L’impassible armada de Lionel Davoust confirme le talent de l’auteur découvert dans De Brocéliande en Avalon. Son armada est engluée dans un combat naval pas comme les autres et sans espoir de fin. Le regard porté sur le thème est original, novateur. La tension est palpable, l’angoisse prégnante. Les personnages sont ambivalents. On est bien loin des rivages connus des batailles et des scènes épiques de fantasy médiévale et c’est bon, très bon. Une réussite.

Dans Le Prince des pucelles, Catherine Dufour nous offre un conte de fées accommodé à sa sauce personnelle. Son texte est bourré de clins d’œil et détourne avec beaucoup d’humour les thèmes traditionnels des contes de fées. Et finalement les princes ne sont plus ce qu’ils étaient…

La nouvelle de Thomas Day, La reine sans nom, est très courte et emplie d’une poésie que je ne soupçonnais pas chez l’auteur dont les écrits sont souvent outranciers ou violents (on a les a priori qu’on veut hein). Elle tranche avec le reste de l’anthologie mais ne dénote pas pour autant. Une bien belle surprise.

Serpent-Bélier d’Armand Cabasson est un texte de fantasy historique où les divinités oubliées de Russie viennent jouer un rôle dans la guerre contre les Mongols au 13eme siècle. On retrouve le talent de l’auteur de La Dame des MacEnnen pour mêler Histoire et Mythes tout en nous faisant vivre des moments très forts en émotions que ce soit dans les combats ou dans les parcours des personnages.

Nous embarquons sur le Xerken avec l’équipage de Pierre Bordage pour trouver, Au coeur de l’Aaran, un terrible et dangereux désert, une esgasse. Cette créature mythique donne puissance et jeunesse éternelle à celui qui boit un peu de son sang et aiguise les convoitises. Le talent de conteur de Pierre Bordage captive le lecteur, les personnages sont bien dessinés et l’ambiance aventureuse très bien rendue.
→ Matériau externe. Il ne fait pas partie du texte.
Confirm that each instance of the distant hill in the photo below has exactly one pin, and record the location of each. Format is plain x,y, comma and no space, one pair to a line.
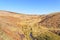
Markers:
17,26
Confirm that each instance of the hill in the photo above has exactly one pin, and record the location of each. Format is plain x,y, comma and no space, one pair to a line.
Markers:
17,26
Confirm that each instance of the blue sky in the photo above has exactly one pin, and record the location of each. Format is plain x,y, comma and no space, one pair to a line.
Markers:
31,6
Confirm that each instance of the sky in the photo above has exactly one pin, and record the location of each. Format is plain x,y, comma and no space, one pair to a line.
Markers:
31,6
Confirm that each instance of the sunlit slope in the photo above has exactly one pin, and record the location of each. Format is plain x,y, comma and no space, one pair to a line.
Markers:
15,26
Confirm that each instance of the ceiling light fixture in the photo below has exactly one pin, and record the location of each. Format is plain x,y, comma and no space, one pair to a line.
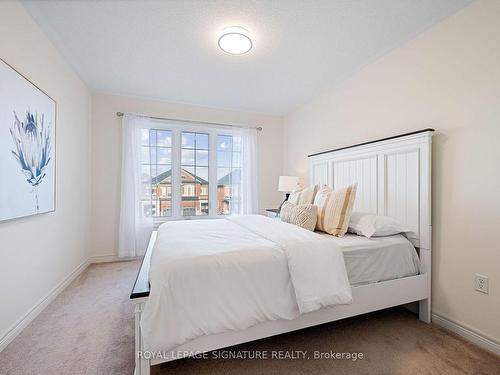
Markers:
235,40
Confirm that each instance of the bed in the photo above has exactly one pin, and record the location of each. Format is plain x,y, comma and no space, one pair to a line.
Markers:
393,177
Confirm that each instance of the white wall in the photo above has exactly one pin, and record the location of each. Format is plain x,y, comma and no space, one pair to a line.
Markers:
37,253
106,157
447,78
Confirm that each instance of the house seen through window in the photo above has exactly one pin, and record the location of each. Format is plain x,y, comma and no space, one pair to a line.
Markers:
204,180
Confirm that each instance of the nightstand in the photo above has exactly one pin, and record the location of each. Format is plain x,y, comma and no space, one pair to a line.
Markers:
272,212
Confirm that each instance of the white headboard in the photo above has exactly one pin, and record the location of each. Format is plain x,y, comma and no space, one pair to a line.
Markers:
393,176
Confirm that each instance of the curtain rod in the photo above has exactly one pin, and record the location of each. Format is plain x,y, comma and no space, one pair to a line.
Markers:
120,114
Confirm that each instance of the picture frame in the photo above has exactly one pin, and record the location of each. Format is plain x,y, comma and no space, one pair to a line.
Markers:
27,146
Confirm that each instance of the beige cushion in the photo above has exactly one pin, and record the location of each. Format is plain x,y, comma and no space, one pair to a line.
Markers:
334,209
303,195
303,215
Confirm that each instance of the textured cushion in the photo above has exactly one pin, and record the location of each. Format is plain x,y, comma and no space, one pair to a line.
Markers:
334,209
371,225
303,195
303,215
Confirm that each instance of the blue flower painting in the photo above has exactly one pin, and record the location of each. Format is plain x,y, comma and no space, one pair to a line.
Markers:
27,147
31,149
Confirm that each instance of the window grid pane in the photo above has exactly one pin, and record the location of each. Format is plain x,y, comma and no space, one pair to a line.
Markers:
156,159
228,174
194,174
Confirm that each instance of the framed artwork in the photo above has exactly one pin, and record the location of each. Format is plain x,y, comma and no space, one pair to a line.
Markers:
27,146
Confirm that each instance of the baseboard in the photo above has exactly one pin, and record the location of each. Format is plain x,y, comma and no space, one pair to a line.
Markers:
110,258
27,318
468,333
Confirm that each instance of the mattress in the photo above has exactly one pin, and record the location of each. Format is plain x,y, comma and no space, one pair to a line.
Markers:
370,260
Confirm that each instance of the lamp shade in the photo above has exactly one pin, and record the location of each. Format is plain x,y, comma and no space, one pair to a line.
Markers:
287,183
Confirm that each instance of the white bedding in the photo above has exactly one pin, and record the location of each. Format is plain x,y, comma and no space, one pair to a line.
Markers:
371,260
212,276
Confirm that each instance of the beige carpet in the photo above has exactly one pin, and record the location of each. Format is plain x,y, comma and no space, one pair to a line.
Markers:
89,329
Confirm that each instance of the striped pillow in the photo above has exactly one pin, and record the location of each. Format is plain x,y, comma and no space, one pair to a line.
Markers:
334,209
303,195
303,215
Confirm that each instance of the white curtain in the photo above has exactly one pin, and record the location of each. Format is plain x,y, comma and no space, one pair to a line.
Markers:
249,184
135,228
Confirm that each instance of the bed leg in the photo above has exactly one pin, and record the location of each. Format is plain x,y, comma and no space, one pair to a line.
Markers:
424,310
142,365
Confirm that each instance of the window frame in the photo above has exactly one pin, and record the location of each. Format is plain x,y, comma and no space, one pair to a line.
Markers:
176,162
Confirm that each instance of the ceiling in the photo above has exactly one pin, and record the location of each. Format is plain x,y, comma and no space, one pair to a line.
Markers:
167,50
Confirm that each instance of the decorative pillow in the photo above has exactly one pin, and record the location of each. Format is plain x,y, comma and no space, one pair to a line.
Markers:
303,215
303,195
371,225
334,209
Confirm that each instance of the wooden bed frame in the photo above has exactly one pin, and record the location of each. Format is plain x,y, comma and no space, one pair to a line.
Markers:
394,178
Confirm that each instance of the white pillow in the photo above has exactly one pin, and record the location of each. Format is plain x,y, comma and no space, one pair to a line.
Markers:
372,225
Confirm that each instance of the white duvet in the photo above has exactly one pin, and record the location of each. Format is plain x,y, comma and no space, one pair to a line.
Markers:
212,276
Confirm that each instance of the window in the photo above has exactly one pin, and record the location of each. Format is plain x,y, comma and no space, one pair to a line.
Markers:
194,173
189,173
156,172
228,174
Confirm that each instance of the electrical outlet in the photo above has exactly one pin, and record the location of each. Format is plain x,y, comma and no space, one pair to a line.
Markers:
481,283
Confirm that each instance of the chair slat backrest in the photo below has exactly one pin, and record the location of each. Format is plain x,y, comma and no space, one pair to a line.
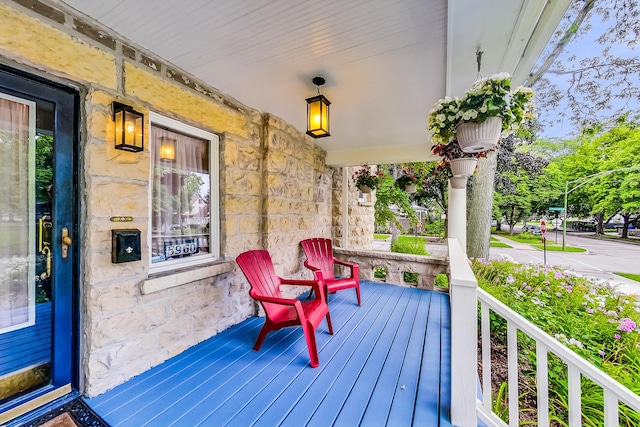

 Au plus élevé Trône du monde de Johan Heliot est un hommage à une célèbre figure du 17eme siècle, Cyrano de Bergerac, qui accueille, à Sélénopolis, sur la Lune, son ami Charles de Batz-Castelmore, comte d’Artagnan, après son décès à la bataille de Maastricht. La nouvelle est truffée de références truculentes mais j’avoue ne pas être assez cultivée pour les saisir toutes.

Julien d’Hem, Le Crépuscule de l’Ours nous emmène sur les pas d’un héros entré dans la légende au moment même où, ironie de la vie, il se remet en question. Un texte fort qui marque le lecteur et l’imprègne durablement mais qui n’est pas exempt de défauts de style (des passages intempestifs du passé au présent par exemple ont un peu gêné ma lecture). Ce texte, d’un auteur débutant, n’a pas à rougir d’une comparaison avec les autres. Il aurait néanmoins mérité un peu plus de travail de relecture comme le polissage final d’une pierre précieuse.

Terminer mon voyage avec La nouvelle de Laurent Kloetzer, L’Orage, n’a pas été très heureux. Je suis restée hermétique non pas à l’univers de l’auteur mais au procédé des rêves successifs qui vont jusqu’à effacer la notion de réalité. La fin, très ambiguë et qui ne permet pas de démêler le réel de l’imaginaire, m’a laissée sur ma faim (c’est mon gros défaut, j’aime les fins « nettes » ou fermées). Du coup j’ai terminé ma lecture sur une impression mitigée mais avec l’envie de découvrir un peu plus les écrits de Laurent Kloetzer (non, non, ce n’est pas paradoxal).

Rois et capitaines tient ses promesses. J’ai passé un excellent moment de lecture, savourant les nouvelles petit à petit. Le thème m’avait fait craindre la monotonie mais la diversité des traitements et des points de vue démontre que la fantasy même sur un thème « heroïc » n’est pas monocorde et réserve de belles surprises.

Pardon de mettre épanchée de la sorte mais Rois et capitaines méritait bien qu’on s’y arrête le temps d’un billet un peu plus long que les autres (même si détailler chaque nouvelle peut paraître fastidieux).